Do you have trouble falling or staying asleep? Do you wake up feeling as tired as when you went to bed? Or do you find yourself getting drowsy behind the wheel? If you answered yes to any of these questions, it may be time for a sleep study.
The most common disorders
Among the most common conditions are obstructive sleep apnea (OSA) when breathing is interrupted, insomnia, sleep-wake disorder (when cycles are disrupted), restless leg syndrome, hypersomnia (excessive daytime sleepiness) and narcolepsy (sudden attacks of sleep).
“OSA and insomnia are the two of the biggest sleep-related issues in older adults,” notes Talene Churukian, DO, MPH, Board Certified in Internal Medicine and Sleep Medicine. “While men are more likely to have OSA, the same condition in women increases from about nine percent to nearly 50 percent after menopause. Some of this is age related because of changes in airway structures along with a decrease in estrogen and progesterone.”
About half of all people who have OSA are overweight. A family history of OSA increases the risk for the condition, and people who have small airways in their noses, throats or mouths are more likely to have it.
The health risks of too little sleep
According to the National Sleep Foundation, adults should get seven to eight hours nightly. But a recent Gallup poll reported that 40 percent of Americans only get six hours or less per night and the national average is just 6.8 hours per night. This shortfall can have serious health consequences.
“In patients who are sleep-deprived, we see increased markers of inflammation, which is linked to the incidence of many different diseases, including certain cancers,” Dr. Churukian says. “It also harms our ability to function and cope with everyday stress, and it impairs our memory and ability to concentrate.
“In addition, studies show that driving on too-little sleep is like being under the influence of alcohol,” she continues. “It is important that people aren’t a risk to themselves or others on the road.”
Notably, about half of the people who have OSA also have high blood pressure, and it is also linked to smoking, diabetes, and risk factors for stroke and heart failure.
“By treating the underlying disorder, it helps reduce these associated risks,” Churukian says.

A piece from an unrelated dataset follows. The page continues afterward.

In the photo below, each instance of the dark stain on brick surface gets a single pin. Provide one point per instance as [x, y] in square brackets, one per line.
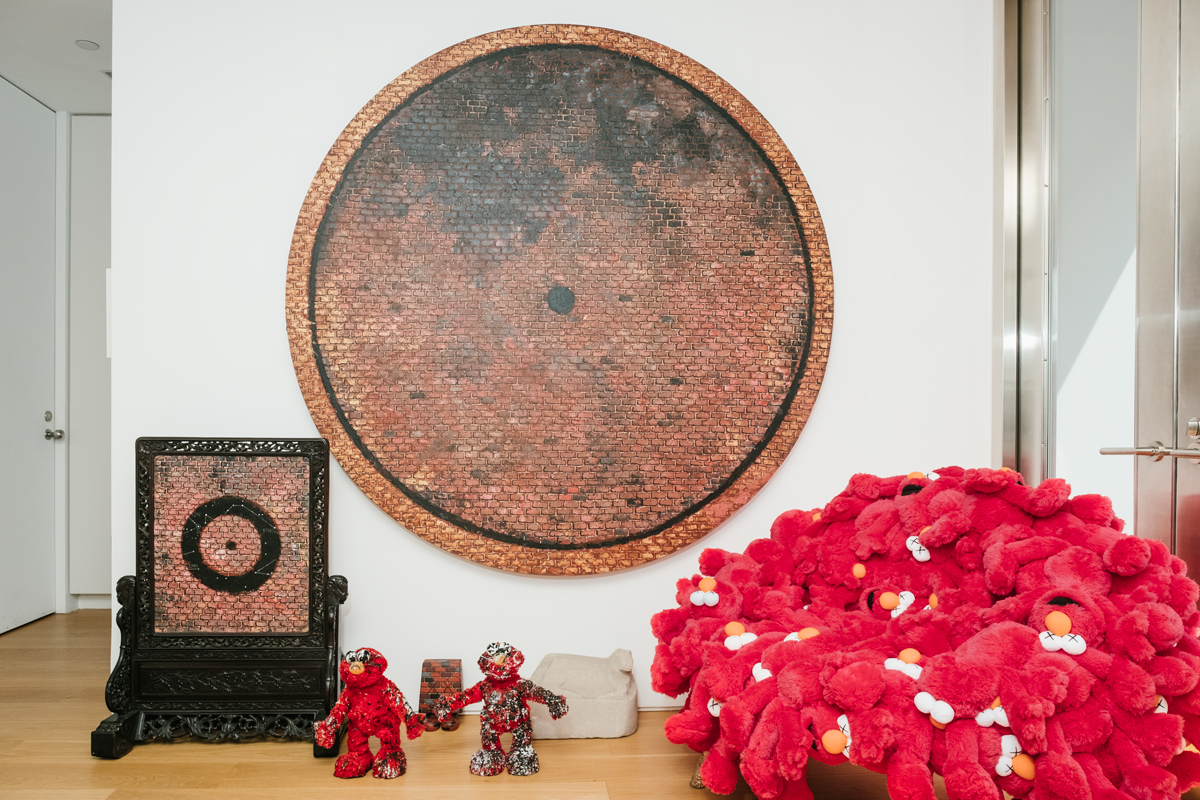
[525, 176]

What a sleep study involves
To determine the most appropriate treatment and whether a study is warranted, patients first have a comprehensive evaluation. A study evaluates how a person sleeps and looks for the presence of disorders. Patients with suspected OSA who are generally healthy may be candidates for an at-home test; they simply wear a device that collects information while they sleep in their own beds.
“Those who need to have an in-lab study often have other health conditions, like lung or heart disease, that require closer monitoring,” Dr. Churukian notes. Sensors that track brain activity, breathing, oxygen level, heart rate and muscular activity are attached to the body. Patients come in around 8 p.m. and go home around 7 a.m.
Talk to your doctor
“If you’re not getting enough rest so that you’re tired during the day, or if you’re sleeping a lot but still feeling tired, don’t brush off your concerns,” Dr. Churukian says. “Talk to your doctor about the quality of your sleep and how it is affecting your life — because there are treatments that will improve it.
“No matter what your age, you don’t have to go through life feeling tired,” she adds. “There’s something we can do for you.”
Many sleep centers require a referral from a primary care doctor, and services are often covered by insurance if considered medically necessary.